ECLI:NL:CRVB:2025:1230
Centrale Raad van Beroep
- Hoger beroep
- Rechtspraak.nl
Beëindiging van ZW-uitkering onterecht; beoordeling belastbaarheid appellant en benoeming deskundige
In deze zaak heeft de Centrale Raad van Beroep op 14 augustus 2025 uitspraak gedaan over de beëindiging van de Ziektewet (ZW)-uitkering van appellant. De Raad oordeelde dat het bestreden besluit van het Uitvoeringsinstituut werknemersverzekeringen (Uwv) gebaseerd was op een onjuiste medische grondslag.
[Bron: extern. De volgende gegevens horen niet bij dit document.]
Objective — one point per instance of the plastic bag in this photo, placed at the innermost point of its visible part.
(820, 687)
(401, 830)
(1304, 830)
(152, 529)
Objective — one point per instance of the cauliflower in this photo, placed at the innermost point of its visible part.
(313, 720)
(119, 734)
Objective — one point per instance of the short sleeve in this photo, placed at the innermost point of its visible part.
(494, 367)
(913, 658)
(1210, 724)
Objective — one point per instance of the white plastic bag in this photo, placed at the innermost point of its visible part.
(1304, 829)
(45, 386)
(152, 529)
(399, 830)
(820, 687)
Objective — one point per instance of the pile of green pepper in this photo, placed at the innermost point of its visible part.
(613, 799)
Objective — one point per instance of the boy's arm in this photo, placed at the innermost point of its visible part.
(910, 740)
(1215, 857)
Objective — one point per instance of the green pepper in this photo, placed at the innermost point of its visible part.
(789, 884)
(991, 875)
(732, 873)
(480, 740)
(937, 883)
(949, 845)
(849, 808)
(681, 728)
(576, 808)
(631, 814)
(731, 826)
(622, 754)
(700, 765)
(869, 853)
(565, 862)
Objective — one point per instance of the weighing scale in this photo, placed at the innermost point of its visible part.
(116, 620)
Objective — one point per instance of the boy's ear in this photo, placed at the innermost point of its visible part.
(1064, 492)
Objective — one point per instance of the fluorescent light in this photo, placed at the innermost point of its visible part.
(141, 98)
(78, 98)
Appellant had op 27 juli 2018 minder dan 65% van zijn maatmaninkomen kunnen verdienen, wat betekent dat de beëindiging van zijn ZW-uitkering onterecht was. De Raad heeft een onafhankelijke deskundige benoemd, M. Wolff-van der Ven, die op basis van medisch onderzoek concludeerde dat de medische situatie van appellant ernstiger was dan eerder aangenomen. De deskundige stelde aanvullende beperkingen vast, waaronder een urenbeperking van maximaal 4 uur per dag. De Raad vernietigde het bestreden besluit en herstelde de ZW-uitkering van appellant. Tevens werd het Uwv veroordeeld tot schadevergoeding wegens overschrijding van de redelijke termijn en werden proceskosten toegewezen aan appellant.